Apoptosis is inhibited in intestinal adenomas from Min–Sash mice compared with littermate controls; proliferation is not affected. (A) Intestinal adenomas were assayed for proliferative cells by phospho-histone H3 immunohistochemistry. Positive cells were counted per unit area using NIH ImageJ software; line, mean, not significant. (B) Phospho-histone H3 staining (dark brown staining) in tumors isolated from Min (top) and Min–Sash mice (bottom). Nuclei were visualized by counterstaining with hematoxylin. Scale bar indicates 100 μm. (C) Intestinal adenomas were isolated from Min (n = 7) and Min–Sash (n = 7) littermates and stained for cleaved caspase-3, a marker of apoptosis. Positive cells were counted per unit area as determined by NIH ImageJ software; line, mean, *P < 0.05, difference is statistically significant, Mann–Whitney two-tailed t-test. (D) High-power photomicrograph of caspase-3 immunohistochemistry (dark brown stain) in tumors isolated from Min (top) and Min–Sash (bottom) mice (×63), scale bar indicates 50 μm. Nuclei were counterstained with Mayer’s hematoxylin.

Fig. 4.

Eosinophils are less abundant in adenomas from Min–Sash mice compared with wild-type littermates; other leukocyte populations are not affected. Intestinal adenomas were isolated from wild-type and Min–Sash littermates and profiled for leukocyte populations by immunohistochemical staining. (A) Immunohistochemical demonstration of major basic protein-positive cells indicating eosinophils in wild-type (left) and Min–Sash (center) mice.

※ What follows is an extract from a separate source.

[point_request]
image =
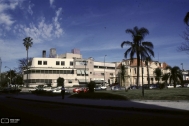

Scale bar indicates 100 μm. Quantitation of eosinophils in Min–Sash mice compared with Min controls (right); *P < 0.05, difference is statistically significant, Student’s two-tailed t-test. (B and C) Immunohistochemical demonstration of neutrophils (anti-neutrophil+) (B) and T cells (CD3ϵ+) (C) in tumor tissue isolated from Min (left) and Min–Sash (center) mice. No differences were detected between groups (right). Scale bar indicates 100 μm.